Dans ce contexte, l’IATA s’inquiète de la tendance actuelle de laisser le siège du milieu vacant sur les appareils qui volent pour protéger les passagers. Facile à mettre en place et peu gênante dans un contexte où la demande est quasi-inexistante, elle présente des risques immenses pour la viabilité des compagnies aériennes sur le long terme. En effet, elle les condamne à se contenter d’un coefficient de remplissage maximal de 62% en moyenne – 67% sur monocouloir, 60% sur gros-porteur et 50% sur les jets régionaux et les biturbopropulseurs. Or, si l’on prend l’exemple du monocouloir, les opérations étaient tout juste à l’équilibre avec un remplissage de 75% à 81% (selon les régions) avant la crise.
La conséquence est donc une augmentation des coûts au siège : de 50% sur monocouloir, de 67% sur gros-porteur et doublé sur les avions régionaux. Pour rattraper le manque à gagner et rester à l’équilibre, le prix des billets devrait donc augmenter. En partant d’un remplissage de 85% sur une capacité réduite de 62% (soit un remplissage de 53% par rapport au début de l’année), l’IATA estime que cette cette augmentation des tarifs devrait se situer entre 43% (en Amérique du Nord et en Afrique – Moyen-Orient) et 54% (en Asie). Pour l’Europe, elle serait de 49%.

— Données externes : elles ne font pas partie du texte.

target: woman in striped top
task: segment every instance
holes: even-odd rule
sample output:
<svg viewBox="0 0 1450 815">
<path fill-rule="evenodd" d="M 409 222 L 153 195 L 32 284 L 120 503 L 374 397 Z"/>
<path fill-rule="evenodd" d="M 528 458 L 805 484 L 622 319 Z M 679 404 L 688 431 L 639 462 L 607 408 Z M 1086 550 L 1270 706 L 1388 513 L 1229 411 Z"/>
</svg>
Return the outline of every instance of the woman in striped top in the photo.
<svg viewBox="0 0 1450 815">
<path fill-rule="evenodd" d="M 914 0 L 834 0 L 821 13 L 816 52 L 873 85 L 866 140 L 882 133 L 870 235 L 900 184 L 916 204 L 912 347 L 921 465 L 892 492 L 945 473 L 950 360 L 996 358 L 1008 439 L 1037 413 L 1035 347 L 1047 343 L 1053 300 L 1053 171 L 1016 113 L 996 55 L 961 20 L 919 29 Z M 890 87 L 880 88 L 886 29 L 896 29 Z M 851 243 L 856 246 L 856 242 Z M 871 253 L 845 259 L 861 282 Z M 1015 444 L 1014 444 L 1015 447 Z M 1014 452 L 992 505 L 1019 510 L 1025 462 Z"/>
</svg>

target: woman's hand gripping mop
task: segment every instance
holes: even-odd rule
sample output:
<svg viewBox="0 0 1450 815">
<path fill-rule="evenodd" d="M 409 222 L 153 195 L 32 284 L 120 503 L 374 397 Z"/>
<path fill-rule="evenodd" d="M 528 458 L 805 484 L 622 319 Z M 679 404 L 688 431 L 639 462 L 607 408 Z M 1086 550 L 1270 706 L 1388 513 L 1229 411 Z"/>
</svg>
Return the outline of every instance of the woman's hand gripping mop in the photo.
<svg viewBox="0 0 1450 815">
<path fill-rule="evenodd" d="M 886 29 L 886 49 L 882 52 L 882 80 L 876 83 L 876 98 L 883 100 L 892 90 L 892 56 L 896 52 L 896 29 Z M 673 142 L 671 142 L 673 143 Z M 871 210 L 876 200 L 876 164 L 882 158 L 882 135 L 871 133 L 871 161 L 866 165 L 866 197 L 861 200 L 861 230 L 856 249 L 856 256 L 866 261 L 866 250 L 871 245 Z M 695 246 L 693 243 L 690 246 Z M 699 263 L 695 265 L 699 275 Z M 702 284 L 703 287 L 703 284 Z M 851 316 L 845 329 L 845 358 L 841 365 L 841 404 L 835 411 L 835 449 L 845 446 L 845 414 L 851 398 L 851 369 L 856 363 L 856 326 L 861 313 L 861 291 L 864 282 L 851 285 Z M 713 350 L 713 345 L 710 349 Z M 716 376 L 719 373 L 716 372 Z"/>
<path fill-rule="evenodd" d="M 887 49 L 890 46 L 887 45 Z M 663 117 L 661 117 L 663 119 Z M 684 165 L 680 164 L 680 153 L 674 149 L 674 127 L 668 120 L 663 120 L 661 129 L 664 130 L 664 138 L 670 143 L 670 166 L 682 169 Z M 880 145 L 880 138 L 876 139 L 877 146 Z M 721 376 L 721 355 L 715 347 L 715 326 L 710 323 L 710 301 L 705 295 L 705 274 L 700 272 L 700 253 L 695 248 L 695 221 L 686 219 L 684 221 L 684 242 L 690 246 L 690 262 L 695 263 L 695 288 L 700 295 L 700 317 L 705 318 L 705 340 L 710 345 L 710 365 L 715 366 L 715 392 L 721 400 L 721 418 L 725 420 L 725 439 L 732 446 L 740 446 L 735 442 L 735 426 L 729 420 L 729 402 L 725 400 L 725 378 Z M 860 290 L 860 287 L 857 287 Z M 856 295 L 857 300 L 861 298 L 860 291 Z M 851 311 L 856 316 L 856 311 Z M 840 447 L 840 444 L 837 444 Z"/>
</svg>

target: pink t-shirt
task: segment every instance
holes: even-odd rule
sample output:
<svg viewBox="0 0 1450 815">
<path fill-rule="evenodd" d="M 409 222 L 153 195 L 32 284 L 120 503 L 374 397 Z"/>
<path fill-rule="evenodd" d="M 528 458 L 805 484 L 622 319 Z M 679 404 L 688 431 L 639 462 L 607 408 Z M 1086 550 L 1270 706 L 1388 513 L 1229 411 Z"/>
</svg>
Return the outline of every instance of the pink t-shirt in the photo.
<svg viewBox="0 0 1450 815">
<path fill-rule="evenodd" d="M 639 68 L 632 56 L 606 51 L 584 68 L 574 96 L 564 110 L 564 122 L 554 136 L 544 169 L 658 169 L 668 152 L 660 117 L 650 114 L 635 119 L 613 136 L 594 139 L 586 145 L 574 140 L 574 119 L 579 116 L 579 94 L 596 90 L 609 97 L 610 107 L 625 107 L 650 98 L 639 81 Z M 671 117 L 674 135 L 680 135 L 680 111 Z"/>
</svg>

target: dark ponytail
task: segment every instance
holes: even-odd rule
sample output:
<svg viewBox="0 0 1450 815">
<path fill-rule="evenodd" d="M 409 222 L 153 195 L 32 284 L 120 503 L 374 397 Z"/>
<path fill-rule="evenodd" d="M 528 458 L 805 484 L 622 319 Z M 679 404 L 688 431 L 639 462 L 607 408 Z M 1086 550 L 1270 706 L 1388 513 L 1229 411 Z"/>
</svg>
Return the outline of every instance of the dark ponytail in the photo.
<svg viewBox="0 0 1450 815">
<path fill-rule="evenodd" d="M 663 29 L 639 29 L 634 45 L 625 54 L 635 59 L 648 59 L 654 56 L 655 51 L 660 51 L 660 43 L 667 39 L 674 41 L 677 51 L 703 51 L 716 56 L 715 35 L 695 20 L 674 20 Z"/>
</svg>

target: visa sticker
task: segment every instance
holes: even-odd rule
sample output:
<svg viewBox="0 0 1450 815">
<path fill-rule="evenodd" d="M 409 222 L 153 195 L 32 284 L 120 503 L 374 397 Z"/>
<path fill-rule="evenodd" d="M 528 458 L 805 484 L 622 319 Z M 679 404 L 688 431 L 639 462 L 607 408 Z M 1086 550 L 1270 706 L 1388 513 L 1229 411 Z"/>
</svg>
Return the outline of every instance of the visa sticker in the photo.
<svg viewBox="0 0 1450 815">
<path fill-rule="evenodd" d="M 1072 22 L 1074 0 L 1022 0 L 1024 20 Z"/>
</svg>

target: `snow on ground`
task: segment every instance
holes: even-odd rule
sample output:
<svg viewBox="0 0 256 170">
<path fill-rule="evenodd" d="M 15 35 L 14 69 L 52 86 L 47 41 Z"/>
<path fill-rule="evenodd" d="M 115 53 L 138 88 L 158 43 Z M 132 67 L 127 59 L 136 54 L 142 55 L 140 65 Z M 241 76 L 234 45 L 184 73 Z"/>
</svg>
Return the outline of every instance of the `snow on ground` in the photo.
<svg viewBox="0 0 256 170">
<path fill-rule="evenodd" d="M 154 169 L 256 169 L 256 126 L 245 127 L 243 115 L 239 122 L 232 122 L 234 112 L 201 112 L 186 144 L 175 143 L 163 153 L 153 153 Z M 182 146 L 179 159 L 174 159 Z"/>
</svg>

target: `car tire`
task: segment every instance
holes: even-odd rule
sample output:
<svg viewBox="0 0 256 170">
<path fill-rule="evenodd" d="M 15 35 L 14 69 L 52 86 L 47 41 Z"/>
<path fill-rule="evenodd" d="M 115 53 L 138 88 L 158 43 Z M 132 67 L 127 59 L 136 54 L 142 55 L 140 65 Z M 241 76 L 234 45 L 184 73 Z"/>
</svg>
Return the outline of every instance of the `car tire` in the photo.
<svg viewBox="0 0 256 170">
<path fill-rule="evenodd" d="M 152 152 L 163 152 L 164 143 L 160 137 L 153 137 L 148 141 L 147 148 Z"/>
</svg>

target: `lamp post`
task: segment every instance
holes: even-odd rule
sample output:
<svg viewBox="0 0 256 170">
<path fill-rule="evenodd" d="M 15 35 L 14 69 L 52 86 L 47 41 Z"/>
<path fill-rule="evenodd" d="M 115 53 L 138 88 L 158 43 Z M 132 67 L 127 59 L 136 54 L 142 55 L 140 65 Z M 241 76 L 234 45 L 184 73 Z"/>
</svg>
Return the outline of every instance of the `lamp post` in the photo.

« Est-ce une mesure nécessaire lorsqu’on considère les dommages qu’elle cause et la faiblesse des améliorations qu’elle apporte en termes de sécurité ? », demande Alexandre de Juniac
En plus de ne pas être viable économiquement et de mettre en péril des décennies de démocratisation du transport aérien, la mesure n’apporterait aucune amélioration en matière de sécurité selon l’IATA. Les premières études conduites par l’association auprès de quelques unes de ses membres montrent que les risques de transmission à bord sont faibles. Trois suspicions de transmission du covid-19 d’un passager à un PNC ont été détectées, quatre de pilote à pilote (le moment de transmission n’ayant pas été établi) et aucun cas n’a été relevé de passager à passager. La cabine d’un avion ne serait donc pas un foyer d’infection.
David Powell, médecin conseil, explique que les caractéristiques du voyage en avion jouent. En cabine, les face-à-face sont limités, les dossiers des sièges offrent une isolation des rangées les unes par rapport aux autres et les passagers se croisent peu. Ceux-ci évitent par ailleurs en général de voyager lorsqu’ils sont malades, évitent les contacts tactiles et respectent généralement les gestes barrière à bord, y compris hors contexte de pandémie. Enfin, la gestion de l’air en cabine est telle que l’air circule très peu d’avant en arrière, ne reste pas non plus stagnant et est très régulièrement changé et filtré, dans la majorité des cas par des filtres HEPA (sauf dans les appareils de très ancienne génération et certaines catégories de turbopropulseurs).
La réduction des risques sanitaires peut donc simplement passer par la prise de température avant l’embarquement, l’utilisation des services sans contact (à l’enregistrement et la dépose bagage), les gestes barrière et le port du masque. Autant de mesures que l’IATA encourage, aux côtés d’une limitation des déplacements en cabine, d’un nettoyage des cabines plus fréquent et de procédures simplifiées de catering.
L’association reconnaît elle-même que les données sur la transmission en cabine sont encore limitées mais espère qu’elle sera entendue, malgré le parti pris dont elle pourrait être soupçonnée. En France, les sénateurs de la commission de l’aménagement du territoire et du développement durable avaient montré leur conscience que la mesure du siège vacant était dangereuse pour la santé des compagnies mais ont demandé à ce que l’efficacité du traitement de l’air par les filtres HEPA soit scientifiquement démontrée.